Long term memory: If a user has expressed preferences in a previous conversation, being able to fetch that information.
Prompt Engineering: Instructions for how an agent should behave are clearly enumerated in the prompt.
Retrieval: Fetching information dynamically and inserting it into the prompt before calling the LLM.

How LangGraph enables context engineering

When we built LangGraph, we built it with the goal of making it the most controllable agent framework. This also allows it to perfectly enable context engineering.

With LangGraph, you can control everything. You decide what steps are run. You decide exactly what goes into your LLM. You decide where you store the outputs. You control everything.

This allows you do all the context engineering you desire. One of the downsides of agent abstractions (which most other agent frameworks emphasize) is that they restrict context engineering. There may be places where you cannot change exactly what goes into the LLM, or exactly what steps are run beforehand.

Side note: a very good read is Dex Horthy's "12 Factor Agents". A lot of the points there relate to context engineering ("own your prompts", "own your context building", etc). The header image for this blog is also taken from Dex. We really enjoy the way he communicates about what is important in the space.
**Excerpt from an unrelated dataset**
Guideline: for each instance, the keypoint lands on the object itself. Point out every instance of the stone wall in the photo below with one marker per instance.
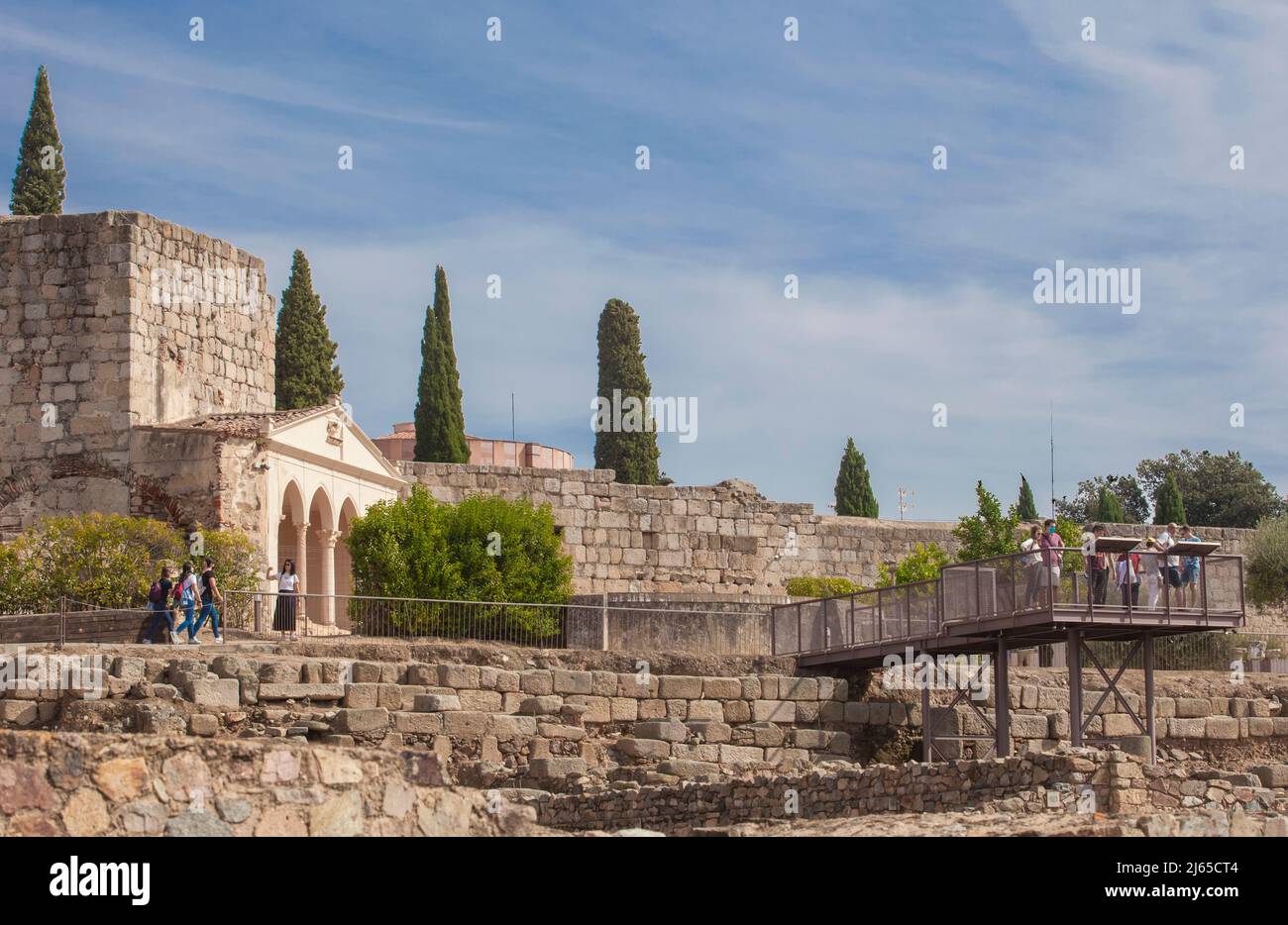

How LangSmith helps with context engineering

LangSmith is our LLM application observability and evals solution. One of the key features in LangSmith is the ability to trace your agent calls. Although the term "context engineering" didn't exist when we built LangSmith, it aptly describes what this tracing helps with.

LangSmith lets you see all the steps that happen in your agent. This lets you see what steps were run to gather the data that was sent into the LLM.

LangSmith lets you see the exact inputs and outputs to the LLM. This lets you see exactly what went into the LLM - the data it had and how it was formatted. You can then debug whether that contains all the relevant information that is needed for the task. This includes what tools the LLM has access to - so you can debug whether it's been given the appropriate tools to help with the task at hand

Communication is all you need

A few months ago I wrote a blog called "Communication is all you need". The main point was that communicating to the LLM is hard, and not appreciated enough, and often the root cause of a lot of agent errors. Many of these points have to do with context engineering!

Context engineering isn't a new idea - agent builders have been doing it for the past year or two. It's a new term that aptly describes an increasingly important skill. We'll be writing and sharing more on this topic. We think a lot of the tools we've built (LangGraph, LangSmith) are perfectly built to enable context engineering, and so we're excited to see the emphasis on this take off.